Don’t assume that you’ll have a mild case of Covid if you catch the omicron variant. Emerging data indicates that, for the immunocompromised, the risk of death from omicron is as high as it was with earlier variants. If you can verify that you are immunocompromised and you come down with Covid symptoms, there are some things you have to do in a hurry. You need to have a positive Covid test, find a clinic that offers monoclonal antibody or oral antiviral treatment, get a referral from your doctor, and get yourself to the clinic within five days of symptom onset. And you have to do all this while you’re sick! There aren’t many clinics; check the referral form for the current list of clinics and figure out in advance where you would go. There’s a new long-acting monoclonal antibody medication called Evusheld that can be used for Covid prevention in immunocompromised people. It was approved in the United States in December 2021, but it is still awaiting approval by Health Canada. Canada has signed a conditional agreement to buy 100,000 doses once it is approved. That won’t go very far, and it’s taking too long, but it’s a step in the right direction.

What would an equitable public health system look like? Its mission would be to protect the health of the whole population, particularly the most vulnerable. It would ensure that monoclonal antibody treatment and prophylaxis for the immunocompromised were approved, and adequate supplies made readily available, before lifting all the Covid mandates. Robust testing, tracking and public reporting would remain in place. Mask mandates would be encouraged during dedicated time slots in essential spaces like grocery stores and pharmacies. Employees across the province would have at least one week of paid sick leave, so they wouldn’t feel obliged to go to work sick.
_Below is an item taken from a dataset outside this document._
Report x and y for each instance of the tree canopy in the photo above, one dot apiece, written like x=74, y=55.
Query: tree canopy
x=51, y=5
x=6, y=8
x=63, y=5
Where possible, people would have the option of continuing to work from home to protect their health, and virtual access to doctors and other service providers would be maintained. Building codes would be amended to provide for a higher standard of ventilation, and windows you can open. An equitable public health system would never simply abandon a vulnerable group like the immunocompromised to their fate, so that younger and healthier people can go back to the way things were.

But everyone is sick and tired of Covid. Businesses are eager to recoup their losses. Nobody wants to see those truckers again. There’s a provincial election coming in June, so the economy has to be booming. The immunocompromised are a minority group, without the clout to sway elections. Many people see us as a burden, one that Covid could neatly eliminate. We are deemed to be disposable, at very little political cost. So they threw us under the bus.